Loïc Yvan Ayémou, pionnier de la blockchain et de la crypto en Côte d’Ivoire, a fait ses débuts dans le domaine en 2015-2016 et n’a cessé depuis de tracer un parcours inspirant. D’intermédiaire peer-to-peer au poste de Country Manager pour Izichange, il est aujourd’hui un acteur reconnu, notamment pour sa nomination aux Côte d’Ivoire Blockchain Awards. Dans cet entretien, il partage sa vision de la crypto en Côte d’Ivoire et de l’avenir de la blockchain en Afrique francophone.
Un parcours de pionnier dans la crypto en Côte d’Ivoire
BeinCrypto (BIC) : Comment avez-vous découvert la crypto, et comment ce parcours a-t-il évolué au fil des années ?
Loïc Yvan Ayémou (LYA) : “J’ai découvert la crypto autour de 2015-2016, une époque où elle restait largement méconnue dans mon environnement. À ce moment-là, il n’y avait presque personne qui connaissait ou comprenait les crypto-monnaies autour de moi. Je me souviens avoir essayé d’en parler à mes frères et amis, mais la curiosité n’était pas encore là. C’est alors que j’ai fait la rencontre de Patrick Yéboué, un acteur actif dans le domaine qui avait des connexions à travers le continent, notamment au Nigéria. Cette rencontre a marqué un tournant, car pour la première fois, j’ai vu que la crypto pouvait vraiment devenir une activité sérieuse.

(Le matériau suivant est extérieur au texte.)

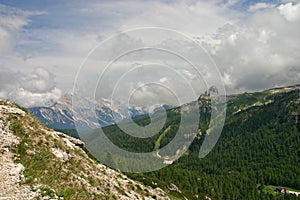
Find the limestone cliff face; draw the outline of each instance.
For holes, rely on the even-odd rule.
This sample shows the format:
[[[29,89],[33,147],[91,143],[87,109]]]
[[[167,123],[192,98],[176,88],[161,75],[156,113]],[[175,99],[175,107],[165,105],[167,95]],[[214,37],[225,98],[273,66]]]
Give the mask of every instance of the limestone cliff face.
[[[0,199],[169,199],[91,159],[77,139],[0,100]]]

Au début, je me suis lancé dans l’achat-vente en peer-to-peer. À cette époque, tout était fait en direct, sans intermédiaire numérique. Les gens voulaient voir leur interlocuteur en personne, car la confiance dans les transactions à distance n’existait pas. Cela posait des problèmes, avec des arnaques fréquentes, donc j’ai décidé d’agir comme intermédiaire, sécurisant les échanges pour éviter que mes contacts se retrouvent dans des situations risquées. Cette période m’a aussi permis de construire un réseau en Côte d’Ivoire et dans la région, un réseau de personnes intéressées à mieux comprendre et utiliser la crypto.”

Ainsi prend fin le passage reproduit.